Christmas delivery: Minnesota trucker helps Vermont player get home for the holidays
Ellice Murphy’s trip home took an unexpected turn after her flight from Minneapolis to Thief River Falls was canceled. Instead of being picked up at the airport by her parents, she was delivered directly to Roseau in the cab of a semi truck.
ROSEAU, Minn. — Ellice Murphy’s trip home to Roseau, Minnesota, for the holidays took an unexpected turn after her flight from Minneapolis to Thief River Falls on Wednesday, Dec. 15, was canceled. Instead of being picked up at the airport by her parents, she was delivered directly to Roseau in the cab of a semi truck.
Thanks to quick thinking by her mother, Diane Murphy, and the help of a local truck driver, Ellice was able to make it home the same day.
Ellice Murphy is a fifth-year senior defenseman for the University of Vermont women's hockey team who has two goals and 10 assists in 88 career games with the Catamounts. A 2018 graduate of Roseau, she helped get the Rams to the state tournament in 2017. This season, Catamounts are 9-7-2.
Her journey to Roseau started in Boston at 3 a.m. Wednesday. She planned to fly into Minneapolis, where she would board a flight to Thief River Falls to meet her parents, who would drive the hour back to Roseau. The weather had other plans.
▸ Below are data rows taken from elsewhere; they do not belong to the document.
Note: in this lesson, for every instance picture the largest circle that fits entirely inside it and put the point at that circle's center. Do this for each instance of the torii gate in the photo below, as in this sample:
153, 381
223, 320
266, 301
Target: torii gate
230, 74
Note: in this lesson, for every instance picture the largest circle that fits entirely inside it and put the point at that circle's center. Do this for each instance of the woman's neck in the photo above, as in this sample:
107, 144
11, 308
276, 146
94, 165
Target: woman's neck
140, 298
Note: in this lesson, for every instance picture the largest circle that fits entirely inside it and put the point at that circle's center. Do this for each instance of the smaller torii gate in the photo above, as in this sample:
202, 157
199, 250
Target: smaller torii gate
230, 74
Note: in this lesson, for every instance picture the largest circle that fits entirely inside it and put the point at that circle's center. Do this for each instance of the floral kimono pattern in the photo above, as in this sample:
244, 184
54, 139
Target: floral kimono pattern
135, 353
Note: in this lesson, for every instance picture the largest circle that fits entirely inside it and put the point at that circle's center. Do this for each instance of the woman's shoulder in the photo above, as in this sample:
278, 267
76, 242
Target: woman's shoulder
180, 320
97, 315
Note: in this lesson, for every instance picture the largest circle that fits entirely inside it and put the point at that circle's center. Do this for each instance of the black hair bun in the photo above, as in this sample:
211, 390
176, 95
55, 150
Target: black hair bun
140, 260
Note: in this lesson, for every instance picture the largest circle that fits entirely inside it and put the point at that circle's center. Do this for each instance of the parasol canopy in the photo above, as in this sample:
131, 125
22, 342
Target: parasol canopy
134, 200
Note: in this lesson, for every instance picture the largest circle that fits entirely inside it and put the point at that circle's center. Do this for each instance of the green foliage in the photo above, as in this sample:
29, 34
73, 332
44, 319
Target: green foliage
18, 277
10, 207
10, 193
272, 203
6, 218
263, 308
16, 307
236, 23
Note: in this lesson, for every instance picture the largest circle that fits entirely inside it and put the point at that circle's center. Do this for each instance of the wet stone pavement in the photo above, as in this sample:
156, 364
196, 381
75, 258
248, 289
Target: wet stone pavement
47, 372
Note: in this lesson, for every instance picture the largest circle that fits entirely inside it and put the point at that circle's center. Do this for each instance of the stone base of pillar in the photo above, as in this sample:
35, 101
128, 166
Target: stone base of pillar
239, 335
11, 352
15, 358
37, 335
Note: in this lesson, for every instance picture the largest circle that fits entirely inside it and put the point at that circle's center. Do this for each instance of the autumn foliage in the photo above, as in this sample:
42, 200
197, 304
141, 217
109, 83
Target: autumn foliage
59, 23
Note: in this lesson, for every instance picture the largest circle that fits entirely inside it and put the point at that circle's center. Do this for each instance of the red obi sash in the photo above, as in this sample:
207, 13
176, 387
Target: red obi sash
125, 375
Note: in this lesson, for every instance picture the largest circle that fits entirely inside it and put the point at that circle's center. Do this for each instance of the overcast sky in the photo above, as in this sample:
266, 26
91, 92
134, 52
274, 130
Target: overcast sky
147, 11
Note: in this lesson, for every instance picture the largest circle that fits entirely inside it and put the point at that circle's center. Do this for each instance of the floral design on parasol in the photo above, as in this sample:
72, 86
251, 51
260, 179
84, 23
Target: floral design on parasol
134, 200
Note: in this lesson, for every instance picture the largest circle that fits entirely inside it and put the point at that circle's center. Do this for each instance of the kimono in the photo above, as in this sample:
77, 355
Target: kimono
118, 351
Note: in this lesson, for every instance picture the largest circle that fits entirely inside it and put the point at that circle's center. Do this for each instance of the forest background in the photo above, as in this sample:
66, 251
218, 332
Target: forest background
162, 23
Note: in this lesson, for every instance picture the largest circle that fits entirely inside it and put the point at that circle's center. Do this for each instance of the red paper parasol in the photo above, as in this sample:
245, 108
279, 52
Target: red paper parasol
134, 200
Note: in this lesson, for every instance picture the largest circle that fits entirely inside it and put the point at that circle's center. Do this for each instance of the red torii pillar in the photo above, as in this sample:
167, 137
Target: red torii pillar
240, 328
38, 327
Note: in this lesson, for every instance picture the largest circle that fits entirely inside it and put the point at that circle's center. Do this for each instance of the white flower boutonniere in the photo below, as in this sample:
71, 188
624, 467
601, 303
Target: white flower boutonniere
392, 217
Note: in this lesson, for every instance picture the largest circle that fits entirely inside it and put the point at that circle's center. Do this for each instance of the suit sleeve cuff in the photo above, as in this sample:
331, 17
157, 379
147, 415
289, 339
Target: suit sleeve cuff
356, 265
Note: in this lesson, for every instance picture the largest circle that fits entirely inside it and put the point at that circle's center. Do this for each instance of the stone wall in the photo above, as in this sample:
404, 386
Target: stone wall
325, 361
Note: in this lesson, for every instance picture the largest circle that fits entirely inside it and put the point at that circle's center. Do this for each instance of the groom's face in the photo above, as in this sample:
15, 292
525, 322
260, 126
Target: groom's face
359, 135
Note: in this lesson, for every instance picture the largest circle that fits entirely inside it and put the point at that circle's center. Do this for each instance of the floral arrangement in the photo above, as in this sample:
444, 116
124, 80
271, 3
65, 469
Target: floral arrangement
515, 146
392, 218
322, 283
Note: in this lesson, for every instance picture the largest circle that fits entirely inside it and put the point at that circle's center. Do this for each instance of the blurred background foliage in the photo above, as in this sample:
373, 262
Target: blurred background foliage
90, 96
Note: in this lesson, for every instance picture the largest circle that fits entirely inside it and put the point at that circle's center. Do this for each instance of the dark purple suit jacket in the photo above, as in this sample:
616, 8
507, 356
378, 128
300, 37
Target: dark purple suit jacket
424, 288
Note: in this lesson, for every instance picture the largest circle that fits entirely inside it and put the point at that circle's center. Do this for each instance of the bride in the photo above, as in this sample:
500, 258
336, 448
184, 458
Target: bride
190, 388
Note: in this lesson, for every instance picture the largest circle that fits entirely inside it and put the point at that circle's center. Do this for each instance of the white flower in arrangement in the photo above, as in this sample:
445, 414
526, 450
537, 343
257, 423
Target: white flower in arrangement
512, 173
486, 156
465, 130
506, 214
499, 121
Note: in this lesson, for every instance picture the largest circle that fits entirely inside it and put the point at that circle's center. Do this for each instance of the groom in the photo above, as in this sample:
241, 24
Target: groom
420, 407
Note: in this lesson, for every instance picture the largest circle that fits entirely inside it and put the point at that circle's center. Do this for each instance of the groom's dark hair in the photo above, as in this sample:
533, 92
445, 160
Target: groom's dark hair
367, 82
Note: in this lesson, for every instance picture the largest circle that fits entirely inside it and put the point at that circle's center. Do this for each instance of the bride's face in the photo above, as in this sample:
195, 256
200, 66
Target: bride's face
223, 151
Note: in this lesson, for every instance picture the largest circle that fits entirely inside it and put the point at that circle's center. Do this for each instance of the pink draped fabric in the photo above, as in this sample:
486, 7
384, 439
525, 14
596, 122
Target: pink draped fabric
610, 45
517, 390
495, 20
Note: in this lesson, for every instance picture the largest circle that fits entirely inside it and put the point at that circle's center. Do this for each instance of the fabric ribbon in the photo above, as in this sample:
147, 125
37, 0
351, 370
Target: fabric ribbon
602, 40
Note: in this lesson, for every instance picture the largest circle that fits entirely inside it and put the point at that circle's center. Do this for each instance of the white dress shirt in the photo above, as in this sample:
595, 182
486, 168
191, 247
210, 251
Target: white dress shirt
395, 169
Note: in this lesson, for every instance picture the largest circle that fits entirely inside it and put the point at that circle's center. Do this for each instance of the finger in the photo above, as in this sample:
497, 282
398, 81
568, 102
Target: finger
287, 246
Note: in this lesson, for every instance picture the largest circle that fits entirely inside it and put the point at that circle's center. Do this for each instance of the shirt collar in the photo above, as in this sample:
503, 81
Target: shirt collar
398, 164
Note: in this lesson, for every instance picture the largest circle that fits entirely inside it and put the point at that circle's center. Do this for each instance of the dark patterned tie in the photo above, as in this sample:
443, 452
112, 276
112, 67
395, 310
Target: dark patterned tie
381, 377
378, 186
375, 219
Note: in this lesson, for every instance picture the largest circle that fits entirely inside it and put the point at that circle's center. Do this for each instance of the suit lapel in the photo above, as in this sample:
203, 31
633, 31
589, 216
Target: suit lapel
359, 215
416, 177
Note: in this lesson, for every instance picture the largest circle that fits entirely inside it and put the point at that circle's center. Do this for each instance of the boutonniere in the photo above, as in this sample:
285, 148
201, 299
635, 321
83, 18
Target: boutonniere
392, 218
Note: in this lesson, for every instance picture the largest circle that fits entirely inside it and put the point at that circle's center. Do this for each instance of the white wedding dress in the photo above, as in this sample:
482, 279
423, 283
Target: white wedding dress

Ellice’s early flight out of Minneapolis was canceled due to fog, and the next flight out of the city was not until 5 p.m. The forecast for the afternoon and evening predicted high winds and possible thunderstorms moving into the metro area, and Ellice and Diane were worried that flight would get canceled, too.
So, Diane started looking for other options. She posted on Facebook asking friends if any were traveling from the cities to Roseau, and then decided to give Byfuglien Trucking a call.
Diane works for Polaris as a central planner, and part of her job is to get parts to different Polaris plants, so she works with the trucking industry all the time.
“That’s like the first thing I thought of,” said Diane. “I should see if Byfuglien Trucking by any chance has a truck down there.”
And sure enough, it did. Diane called Julie Byfuglien of Byfuglien Trucking, who then contacted truckers in the area. Byfuglien found Alex Lee, a trucker from Warroad, Minnesota, who was willing to give Ellice a ride.
“He did not hesitate. Not even knowing who this girl is, he was completely willing to help,” said Byfuglien.
Lee was at Bennett Material Handling in Hopkins, Minnesota, picking up a forklift for Polaris. Ellice took an Uber from the airport to Bennett Material Handling, where she met Lee.
“I was telling my friends from school and my coaches what just happened to me,” said Ellice. “They were like ‘Only in Roseau, Minnesota, can you get in a semi with a random stranger and know that you’re going to make it home.’”
Lee helped Ellice pack her bags into the truck, and they began the six-hour drive to Roseau. Other than the foggy road conditions, the drive was good, said Ellice.
“I thought it was going to be awkward, but it wasn’t awkward. He was super nice,” said Ellice. The pair found a shared interest in hockey — Lee has four children who play and Ellice plays on the team at the University of Vermont.
Byfuglien Trucking is a family business with a history of hauling precious cargo. The company started hauling livestock, and then expanded to haul for Polaris, but is willing to help anybody who calls.
“We say ‘You call, we haul,’ and when Diane called that day we said yes, we’d take on anything to help anybody out,” said Byfuglien.
Byfuglien said at the company, before truckers leave, they are told to “take your time getting there, but hurry back.” She says this is exactly what Lee did.
“We were hauling their precious cargo, which was their daughter, and Alex hurried back,” said Byfuglien.
For Diane, Ellice’s return on Wednesday was extra special because it was the first time Ellice had been back to Roseau since March 2020. Last year, in an effort to reduce the spread of COVID-19, nobody on the University of Vermont hockey team was allowed to leave during winter break.
“I was excited for her to come home and she hadn’t been here last Christmas because of COVID,” said Diane. “I just didn’t want her to end up stuck in the cities for a few more days. I just wanted to get her home.”